Mr Juma, a rap artiste and a music, dance and drama says old school shames new school hip-hop. “In terms of message content, old school was more society focused. Today’s rap is more into ‘ma money; ma bitches’ and making front-page news. For me the truest emcee dead or alive is Tupac Shakur. He rapped about his experience in a cruel world. His lyrics were intelligent, his rhymes captivating and he lived what he preached. He is in the Guinness World Book of Records as the most successful gangster rapper.

As to the changing trends that are making it tasteless, Juma says, “Artistes have become so many and must fight to survive. So they mix talent and marketing to make it. ” He is unhappy that musicians are producing ‘bubble gum music’ which you put in the mouth, chew and spit not wanting to look at it again because it’s outright tasteless. He says music embodies voice, lyrics, style and the passion. “Music is a feeling; the voice is simply an expression. You have to let it flow; bring the feeling straight from the heart.” He says all good music comes from God. Juma argues that you must give people what they want: “Today, people listen to the beat, not the sound. Back in the days, people enjoyed instruments, live music. But the world has changed. While the music in the United States is more appalling in terms of lyrical content and steamy videos, it is promising as far as sound quality is concerned. Record labels in developed countries hire talented producers who in turn shop for voice trainers to nurture talents. This is why Usher Raymond was spotted at a local talent show before he landed a deal with La Face Records. At 14, he was already working on his premier album – today Usher is arguably the best R&B singer. As for Tanzania, with studios such as MJ Record, Bongo Record, Hali Halisi Recording Studio, Sharobaro Record, Mazuu Record and Fishclab Record among others, there is hope. Producers and promoters should as well do their best to promote the talented musicians.

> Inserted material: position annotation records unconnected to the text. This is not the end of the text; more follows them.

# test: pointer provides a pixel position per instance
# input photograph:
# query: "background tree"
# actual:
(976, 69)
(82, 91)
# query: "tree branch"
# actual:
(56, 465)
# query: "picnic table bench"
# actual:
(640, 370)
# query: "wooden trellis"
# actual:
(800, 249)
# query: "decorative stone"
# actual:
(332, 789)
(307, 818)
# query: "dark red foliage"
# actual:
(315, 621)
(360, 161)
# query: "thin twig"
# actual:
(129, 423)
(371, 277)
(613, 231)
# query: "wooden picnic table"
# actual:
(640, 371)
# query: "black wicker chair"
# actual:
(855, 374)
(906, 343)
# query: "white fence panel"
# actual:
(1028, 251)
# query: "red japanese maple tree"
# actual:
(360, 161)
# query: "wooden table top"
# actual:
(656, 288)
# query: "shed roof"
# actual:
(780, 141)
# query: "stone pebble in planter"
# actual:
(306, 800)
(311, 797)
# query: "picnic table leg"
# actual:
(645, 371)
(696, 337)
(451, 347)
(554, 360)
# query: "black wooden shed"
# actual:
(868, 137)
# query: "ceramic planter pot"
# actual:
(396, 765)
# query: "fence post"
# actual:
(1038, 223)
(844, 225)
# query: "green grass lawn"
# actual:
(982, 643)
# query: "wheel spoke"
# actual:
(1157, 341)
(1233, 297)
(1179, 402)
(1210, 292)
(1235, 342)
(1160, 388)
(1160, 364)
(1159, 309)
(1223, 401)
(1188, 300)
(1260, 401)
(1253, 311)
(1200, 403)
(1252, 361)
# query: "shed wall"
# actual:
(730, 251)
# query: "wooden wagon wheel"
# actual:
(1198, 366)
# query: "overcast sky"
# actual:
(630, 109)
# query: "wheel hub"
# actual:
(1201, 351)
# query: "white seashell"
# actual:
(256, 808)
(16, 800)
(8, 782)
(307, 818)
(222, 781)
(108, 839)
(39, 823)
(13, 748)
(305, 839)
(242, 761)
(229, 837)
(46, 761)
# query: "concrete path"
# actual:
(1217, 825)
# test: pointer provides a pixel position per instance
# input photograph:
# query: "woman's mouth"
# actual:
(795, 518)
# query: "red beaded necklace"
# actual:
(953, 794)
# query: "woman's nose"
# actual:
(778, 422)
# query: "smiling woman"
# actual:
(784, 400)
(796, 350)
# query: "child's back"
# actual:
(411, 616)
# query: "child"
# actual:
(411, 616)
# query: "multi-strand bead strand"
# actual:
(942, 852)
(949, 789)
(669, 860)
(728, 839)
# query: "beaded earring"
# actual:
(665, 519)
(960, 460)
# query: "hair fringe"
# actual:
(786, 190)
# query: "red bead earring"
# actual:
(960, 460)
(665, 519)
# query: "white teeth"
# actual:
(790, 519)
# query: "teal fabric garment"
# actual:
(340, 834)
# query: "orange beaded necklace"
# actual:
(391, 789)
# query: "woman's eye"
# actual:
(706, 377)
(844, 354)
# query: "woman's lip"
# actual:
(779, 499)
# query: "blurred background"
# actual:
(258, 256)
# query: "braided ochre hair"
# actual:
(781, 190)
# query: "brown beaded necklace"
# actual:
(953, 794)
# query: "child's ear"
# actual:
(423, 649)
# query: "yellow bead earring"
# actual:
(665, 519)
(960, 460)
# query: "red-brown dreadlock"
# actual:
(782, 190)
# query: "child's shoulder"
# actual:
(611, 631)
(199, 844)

Vanessa Mdee aka VeeMoney, Rama Dee, and Young Killer are natural thoroughbreds that, if promoted, can take the world by storm. Juma narrates that we can develop musically if we keep it local and stop being copycats obsessed with American music. You can’t put feeling in an electronic instrument the way you do while playing the drum or the flute. The timbre (quality of music) of string instruments is better than that of electronic music,” he observes. “Our music industry is young – these are just growing pains; 20 years ahead, we shall make judgment.” As such, American rap artistes have been able to make it despite the obscene lyrics because they keep it local. Rappers such as Dr Dre, Nelly, Nas, Fabulous, P. Diddy, Eve, Missy Elliot etc are ghetto sensitive and sing rough because it is the way they have been brought up. Trying to copy them will not work in Tanzania. We have to get grounded in traditional music; rich textured songs and impressively mature lyrics the way it is done in Jamaican dancehall. It is a matter of projecting the strength and confidence of the African performer and we shall stand proud in defiance of the American music culture that’s fast eroding our own style and creativity, you learn that our music industry remains sorry because most singers don’t know what they want. Thomas Carlyle once said: “music is well said to be the speech of angels; in fact, nothing among the utterances allowed to man is felt to be so divine. It brings us near to the infinite.” The sound of angels is good. Clean videos, the voice, the songs and the arrangements must be made perfect. Mariah Carey’s advice sums it up: “A lot of people are singing about how screwed up the world is, and I don’t think that everybody wants to hear about that all the time!”